Wife: STOP TWEETING AND WASH THE PAN!
murderer: *stabbing me*
me: 🙂
murderer: doesn’t it hurt?
me: i’m used to it i have a cat :’)
*Gets haircut*
“Omg I love it”*Ten minutes later*
“Dear God what have I done?”
It’s not a family vacation until someone threatens to throw a prized possession from a moving vehicle.
#CoronaOutbreak
Living check to check is fine til you go from “Think I’ll treat myself to a $7 latte” to “Which kid do I sell to pay for these car repairs.”
Did you come from a “never take medicine for any reason whatsoever” family or a “you might get a headache today, take 12 advil” family
My 15yo just handed me this and apologised, explaining that he’s been contracted to kill me.
Anyone mad about favstar shutting down can mail me $30, and I’ll tell your friend you like their tweet.
WIFE: Please take the trash out
ME: Ok
*later that night*
ME: I’m having a nice time
TRASH: Wow, the food here is spicy AF
[at the mall]
Me: i need to get upstairs right awaySecurity Guard: take the escalator
Me: *grabs him by the collar* i need the esca NOW
Please stop making sex robots, if I want to have sex I’ll do it the way God intended: By making a regular robot fall in love with me.
Snail cop: So tell me about the sloth that attacked you.
Snail: It all happened so fast.
It turns out the line is longer for the home office bathroom.

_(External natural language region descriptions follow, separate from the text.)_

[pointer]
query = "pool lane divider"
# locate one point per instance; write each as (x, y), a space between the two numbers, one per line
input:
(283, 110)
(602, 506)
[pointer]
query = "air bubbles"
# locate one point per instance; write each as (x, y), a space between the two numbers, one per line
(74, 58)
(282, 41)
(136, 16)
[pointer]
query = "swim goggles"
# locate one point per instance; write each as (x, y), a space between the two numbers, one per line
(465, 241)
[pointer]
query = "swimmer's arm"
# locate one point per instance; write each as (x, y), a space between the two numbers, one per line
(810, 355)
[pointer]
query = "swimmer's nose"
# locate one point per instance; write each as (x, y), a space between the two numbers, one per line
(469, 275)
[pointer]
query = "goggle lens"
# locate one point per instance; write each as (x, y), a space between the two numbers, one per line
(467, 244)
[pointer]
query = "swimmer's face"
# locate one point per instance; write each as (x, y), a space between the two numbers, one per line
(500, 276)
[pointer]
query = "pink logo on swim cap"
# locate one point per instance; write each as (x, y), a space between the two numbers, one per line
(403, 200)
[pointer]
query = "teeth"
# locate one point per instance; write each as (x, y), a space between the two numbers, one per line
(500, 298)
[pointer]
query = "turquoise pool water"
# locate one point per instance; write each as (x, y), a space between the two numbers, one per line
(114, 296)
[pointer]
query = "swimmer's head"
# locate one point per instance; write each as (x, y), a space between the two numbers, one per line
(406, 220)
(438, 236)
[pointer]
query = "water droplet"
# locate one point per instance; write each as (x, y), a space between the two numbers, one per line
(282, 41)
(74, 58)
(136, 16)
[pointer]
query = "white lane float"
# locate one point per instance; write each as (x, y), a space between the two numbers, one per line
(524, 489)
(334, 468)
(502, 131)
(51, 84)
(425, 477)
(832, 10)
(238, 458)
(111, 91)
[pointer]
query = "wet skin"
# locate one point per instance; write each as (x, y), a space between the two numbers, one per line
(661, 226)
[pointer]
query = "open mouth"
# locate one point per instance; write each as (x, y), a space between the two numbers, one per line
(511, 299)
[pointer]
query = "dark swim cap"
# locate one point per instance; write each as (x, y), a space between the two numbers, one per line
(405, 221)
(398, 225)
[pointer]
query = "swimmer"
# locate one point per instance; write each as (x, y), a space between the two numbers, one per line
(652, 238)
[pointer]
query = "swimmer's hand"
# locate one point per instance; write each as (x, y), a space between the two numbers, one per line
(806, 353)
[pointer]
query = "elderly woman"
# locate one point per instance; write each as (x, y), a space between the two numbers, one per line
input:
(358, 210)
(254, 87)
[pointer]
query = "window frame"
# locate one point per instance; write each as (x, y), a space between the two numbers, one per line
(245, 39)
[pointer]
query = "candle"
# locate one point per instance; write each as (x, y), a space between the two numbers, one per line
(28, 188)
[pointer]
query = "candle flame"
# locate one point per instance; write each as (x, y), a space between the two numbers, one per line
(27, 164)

I found $100 in my pocket this morning and almost quit my job
Me: Hey, remember that actor from the 90s? It’s been forever since I’ve seen them in a movie. I bet they’re super old now.
Google: This actor is three years younger than you.
Me: …Oh. 💀
Movie Executive: We love the script but what are we gonna call it?
Writer: *monkey in disguise* Monkey
Exec: I dont think that works
Writer: Se-seven Monkeys
Exec: The number of monkeys isn’t really the prob-
Writer: TWELVE monkeys
Exec: Now.. hold on a second.
Decided not to have kids after spending the weekend with my little niece who only wanted to eat the “inside of a pancake”
man…im so hungry i could-
*i catch eye contact with a horse*
“you could what?”
*shows his gun*
i could.. eat a sandwich
“thought so.”
The Tin Man carries around an axe because he is constantly afraid Ironman is going to hit on his wife.
Dear makers of Axe 3-in-1 shampoo, conditioner & body wash, I have no desire to buy your crap. I’m holding out until it’s also a car wax.
Make sure you tip your exorcist or else you can get repossessed.
genie: you have three wishes
me: end the pandemic
genie: [snaps fingers] done
me: get me a good job
genie: there’s too many gaps in your work history
me: i wish to own a home
genie: dude come on
Welcome to your 40s: that white stuff in your hair, is your hair.
GENIE: u can’t wish for more wishes
ME: i wish u had permanent irritable bowel syndrome
GENIE: *sweating* ha ha then again rules are meant to be broken
I wore skinny jeans once, it looked like when you try to get a tent back in a bag and give up half way
“Hi yes I’d like to attempt the Cheeseburger challenge”
“Very good sir”
[ripped as hell cheeseburger runs out of the kitchen & bodyslams me]
Ladies, lemme assure you.. I’m not trying to get into your pants. I can barely get into my own pants at this point.
*After a dental appointment*
4: Daddy the scientist cleaned my teeth and I don’t have to brush my teeth anymore!